Venezuelan President Nicolas Maduro won re-election with 51.2 percent of votes, according to the electoral council (CNE), but the opposition disputed the official result  JUAN BARRETO / AFP
WORLD

Venezuela opposition marks two months since disputed vote

Agence France-Presse

Small groups of opposition protesters rallied Saturday in Venezuela, joined by supporters outside the country, marking two months since the country's disputed election that President Nicolas Maduro claimed to have won.

Opposition leader Maria Corina Machado, in hiding after denouncing the proclaimed results as fraudulent, called for smaller gatherings to avoid security crackdowns seen at earlier protests.

About 30 people shouted slogans at a Caracas plaza, including Leida Brito, known as "Red Helmet Grandmother" from her years of anti-government activism. 

"Nicolas Maduro should leave because he lost," she said, holding a sign which read: "To defend the vote is a right." 
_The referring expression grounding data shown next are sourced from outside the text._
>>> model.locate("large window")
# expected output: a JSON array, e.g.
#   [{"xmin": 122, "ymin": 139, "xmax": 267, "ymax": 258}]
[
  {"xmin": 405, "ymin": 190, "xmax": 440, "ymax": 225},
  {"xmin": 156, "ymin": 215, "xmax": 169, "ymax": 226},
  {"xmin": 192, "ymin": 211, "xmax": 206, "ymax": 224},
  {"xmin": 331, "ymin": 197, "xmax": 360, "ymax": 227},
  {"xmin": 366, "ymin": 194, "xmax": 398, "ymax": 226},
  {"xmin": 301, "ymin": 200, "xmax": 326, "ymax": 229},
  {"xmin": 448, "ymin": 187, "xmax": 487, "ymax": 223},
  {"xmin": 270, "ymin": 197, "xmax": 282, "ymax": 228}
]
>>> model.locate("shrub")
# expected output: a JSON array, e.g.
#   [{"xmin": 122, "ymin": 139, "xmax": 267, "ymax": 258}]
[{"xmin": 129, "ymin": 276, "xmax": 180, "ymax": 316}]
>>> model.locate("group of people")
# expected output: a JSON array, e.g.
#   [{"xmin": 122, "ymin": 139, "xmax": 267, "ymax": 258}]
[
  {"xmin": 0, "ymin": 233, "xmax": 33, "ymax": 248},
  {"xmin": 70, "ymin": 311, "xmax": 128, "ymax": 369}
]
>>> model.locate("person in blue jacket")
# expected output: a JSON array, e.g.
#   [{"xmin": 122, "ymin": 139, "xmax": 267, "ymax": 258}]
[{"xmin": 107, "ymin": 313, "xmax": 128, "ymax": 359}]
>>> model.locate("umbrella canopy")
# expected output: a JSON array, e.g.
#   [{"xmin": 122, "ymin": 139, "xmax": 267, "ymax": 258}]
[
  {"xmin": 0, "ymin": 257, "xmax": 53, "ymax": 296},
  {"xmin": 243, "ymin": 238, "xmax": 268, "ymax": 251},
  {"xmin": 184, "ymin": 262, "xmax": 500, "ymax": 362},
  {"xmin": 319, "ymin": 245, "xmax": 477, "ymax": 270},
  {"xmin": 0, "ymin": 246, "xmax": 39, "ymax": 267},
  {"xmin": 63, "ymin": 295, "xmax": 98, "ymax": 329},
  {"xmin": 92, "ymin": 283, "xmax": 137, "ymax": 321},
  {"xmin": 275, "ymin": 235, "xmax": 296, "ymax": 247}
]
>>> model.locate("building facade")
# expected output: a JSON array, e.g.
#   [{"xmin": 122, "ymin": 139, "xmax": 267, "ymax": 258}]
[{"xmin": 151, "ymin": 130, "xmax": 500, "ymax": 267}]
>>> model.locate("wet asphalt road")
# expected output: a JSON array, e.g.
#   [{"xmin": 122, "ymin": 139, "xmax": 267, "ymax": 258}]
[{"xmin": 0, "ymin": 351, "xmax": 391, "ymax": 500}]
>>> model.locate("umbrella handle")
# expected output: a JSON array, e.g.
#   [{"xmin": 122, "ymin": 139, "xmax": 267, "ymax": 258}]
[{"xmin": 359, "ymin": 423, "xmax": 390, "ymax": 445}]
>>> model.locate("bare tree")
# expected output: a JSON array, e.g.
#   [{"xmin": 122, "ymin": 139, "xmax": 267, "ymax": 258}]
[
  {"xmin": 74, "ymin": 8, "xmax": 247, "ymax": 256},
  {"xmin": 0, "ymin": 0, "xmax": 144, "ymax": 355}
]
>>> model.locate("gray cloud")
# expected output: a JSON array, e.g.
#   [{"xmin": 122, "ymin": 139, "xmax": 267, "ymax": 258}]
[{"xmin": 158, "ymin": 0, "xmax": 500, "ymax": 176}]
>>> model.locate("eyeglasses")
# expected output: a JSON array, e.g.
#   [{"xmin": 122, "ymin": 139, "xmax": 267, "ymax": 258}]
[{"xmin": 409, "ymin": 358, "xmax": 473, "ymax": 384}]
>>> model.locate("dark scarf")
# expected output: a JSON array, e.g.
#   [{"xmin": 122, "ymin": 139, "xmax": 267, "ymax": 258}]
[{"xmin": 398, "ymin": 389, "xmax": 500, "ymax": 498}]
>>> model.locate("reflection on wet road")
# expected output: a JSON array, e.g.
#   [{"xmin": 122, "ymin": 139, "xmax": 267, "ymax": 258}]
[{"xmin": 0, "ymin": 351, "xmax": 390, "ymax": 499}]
"The freedom of Venezuela is in danger," Hidalgo Valero, a retired colonel, told AFP.

"Today our people are afraid to be in the streets because there is tremendous repression," he added.

Machado addressed supporters in a voice note released by her team: "Here we are standing firm, advancing every day with more strength and enthusiasm, gathered here as the brave and good Venezuela."

Dozens of opposition leaders have been arrested since the contested poll, along with more than 2,400 other Venezuelans accused of "terrorism" for allegedly taking part in protests.

Twenty-seven people were killed in the post-election clashes. 

The opposition says its candidate Edmundo Gonzalez Urrutia won the July 28 election with 67 percent of the vote, releasing its own tally of polling station-level results.

Maduro, however, was declared the winner with 52 percent of the vote by the pro-government National Electoral Council (CNE), which has yet to release detailed voting results, as required by law.

Gonzalez Urrutia, a 75-year-old retired diplomat, left Venezuela this month for asylum in Spain after spending weeks in hiding.

Larger protests also took place outside Venezuela, including in Mexico City, Buenos Aires, Panama City and Montevideo. In Madrid, Gonzalez Urrutia greeted supporters who were waving the Venezuelan flag.

Meanwhile, hundreds of Maduro supporters marched in Caracas to proclaim victory in the election.

Maduro told the crowd the "supposed queen bee," in reference to Machado, "is beginning to pack her Gucci suitcases... she is preparing to leave too."

"We are not in Madrid, we are not hiding, we are in the street," he declared.

On Thursday, some 30 countries led by the United States and Argentina urged Maduro to engage in dialogue with the opposition.

In a joint statement, the countries called for "constructive and inclusive discussions" on a democratic transition and to immediately release Venezuelans detained in the election aftermath.